Our goal is to discover new mechanisms underlying the regulation and function of cell signaling. A major aim is to develop and apply new methods for protein profiling by mass spectrometry with biochemical and cellular approaches to investigate cellular responses to signaling pathways. A second aim is to examine internal motions in protein kinases, demonstrating coupling between protein dynamics and catalytic function.
We study cancer progression by investigating signaling pathways, which are activated in melanoma and influence cancer cell behavior (Figure 1). Currently, our studies focus on signaling through Wnt5A and B-Raf. In our past work, we have examined the RhoA GTPase, whose activation is correlated with metastatic melanoma.
Wnt5A, which normally controls embryonic body axis formation, is elevated in high-grade melanomas and promotes cell invasion. We discovered a novel protein-organelle complex that directs lifting and retraction of tail-end plasma membrane during directional cell movement.

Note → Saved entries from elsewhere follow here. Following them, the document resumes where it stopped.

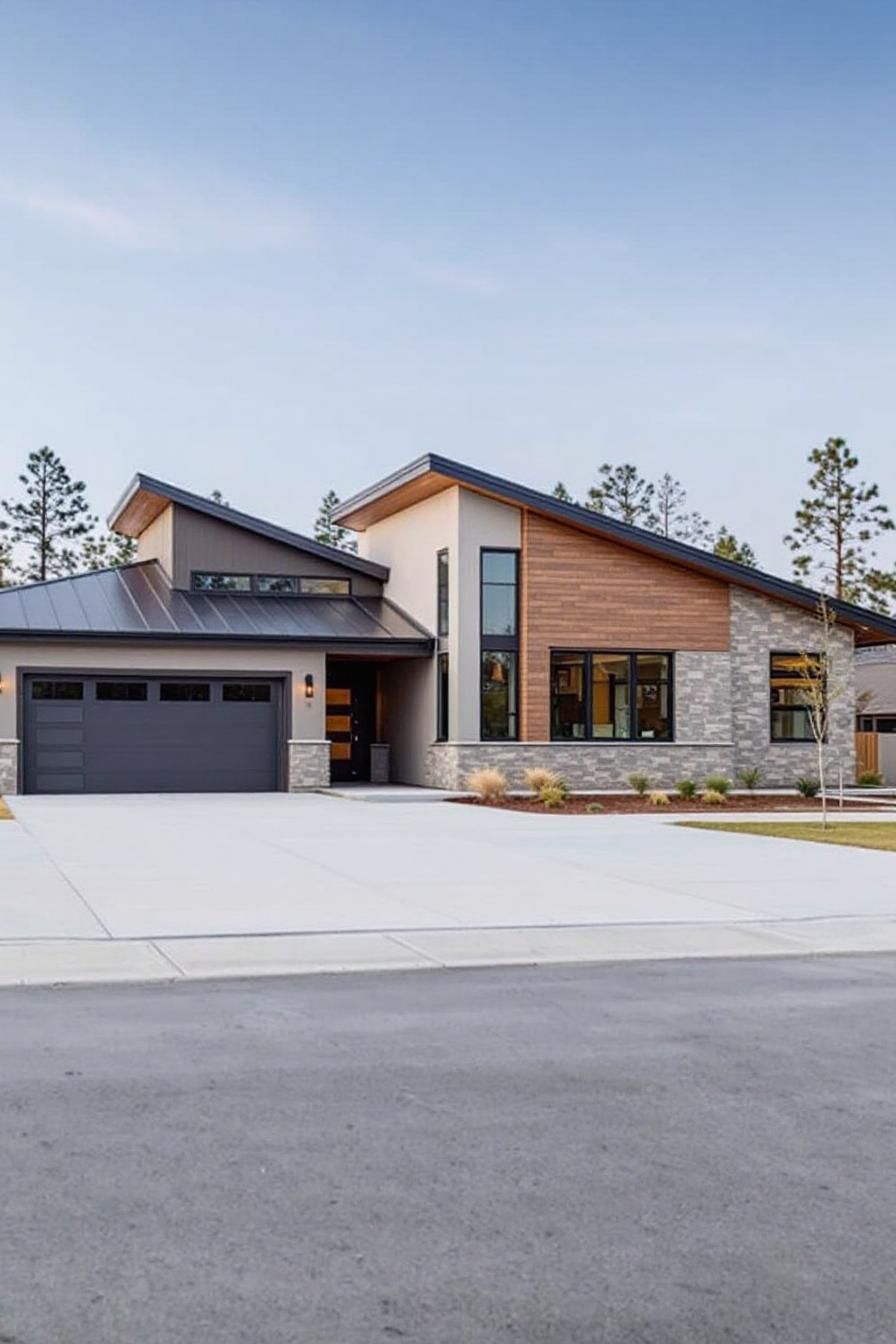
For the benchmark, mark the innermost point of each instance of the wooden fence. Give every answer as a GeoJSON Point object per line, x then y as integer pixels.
{"type": "Point", "coordinates": [867, 753]}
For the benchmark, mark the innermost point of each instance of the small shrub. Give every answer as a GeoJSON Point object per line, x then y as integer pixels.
{"type": "Point", "coordinates": [536, 777]}
{"type": "Point", "coordinates": [489, 785]}
{"type": "Point", "coordinates": [554, 794]}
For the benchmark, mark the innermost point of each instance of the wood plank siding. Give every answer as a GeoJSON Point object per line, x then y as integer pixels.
{"type": "Point", "coordinates": [585, 592]}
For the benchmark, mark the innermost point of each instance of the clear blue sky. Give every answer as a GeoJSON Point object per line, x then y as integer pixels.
{"type": "Point", "coordinates": [270, 247]}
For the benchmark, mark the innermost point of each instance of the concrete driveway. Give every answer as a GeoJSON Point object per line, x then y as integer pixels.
{"type": "Point", "coordinates": [190, 866]}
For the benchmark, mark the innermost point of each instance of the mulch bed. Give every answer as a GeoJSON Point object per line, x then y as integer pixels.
{"type": "Point", "coordinates": [614, 803]}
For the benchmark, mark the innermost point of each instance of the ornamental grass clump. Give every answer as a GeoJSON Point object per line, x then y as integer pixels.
{"type": "Point", "coordinates": [489, 785]}
{"type": "Point", "coordinates": [538, 777]}
{"type": "Point", "coordinates": [715, 799]}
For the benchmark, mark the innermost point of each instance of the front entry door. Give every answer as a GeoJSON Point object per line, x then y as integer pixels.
{"type": "Point", "coordinates": [349, 721]}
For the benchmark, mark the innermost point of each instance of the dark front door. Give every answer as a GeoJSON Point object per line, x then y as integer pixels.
{"type": "Point", "coordinates": [349, 719]}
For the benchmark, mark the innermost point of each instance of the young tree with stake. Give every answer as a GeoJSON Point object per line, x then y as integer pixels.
{"type": "Point", "coordinates": [821, 683]}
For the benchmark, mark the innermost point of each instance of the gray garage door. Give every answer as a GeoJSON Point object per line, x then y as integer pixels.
{"type": "Point", "coordinates": [151, 734]}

This complex, the Wnt5a receptor-actin-myosin polarity (WRAMP) structure, involves the melanoma cell adhesion molecule (MCAM, also known as CD146 and MUC18), which polarizes intracellularly, dynamically recruiting actin and myosin II to the cell posterior, where it triggers membrane retraction and moves cells forward (Figure 1). Although cell polarity studies often focus on events at the cell leading edge, the WRAMP structure shows that signaling at the rear is equally important for directional cell movement.
We identified components of the WRAMP structure by organelle proteomics and discovered subunits of vesicle coatomer I (COPI) that are localized to and required for WRAMP structure formation. We found that the endoplasmic reticulum (ER) is recruited to the WRAMP structure and cortical plasma membrane, followed by cytosolic calcium mobilization. Thus, recruitment of cortical ER produces a rear-directed calcium gradient, allowing actomyosin contraction and focal adhesion disassembly, events needed for tail-end membrane lifting and retraction. This reveals a new concept for cell polarity, in which cell movement is controlled by polarized endosomal trafficking and cortical ER recruitment.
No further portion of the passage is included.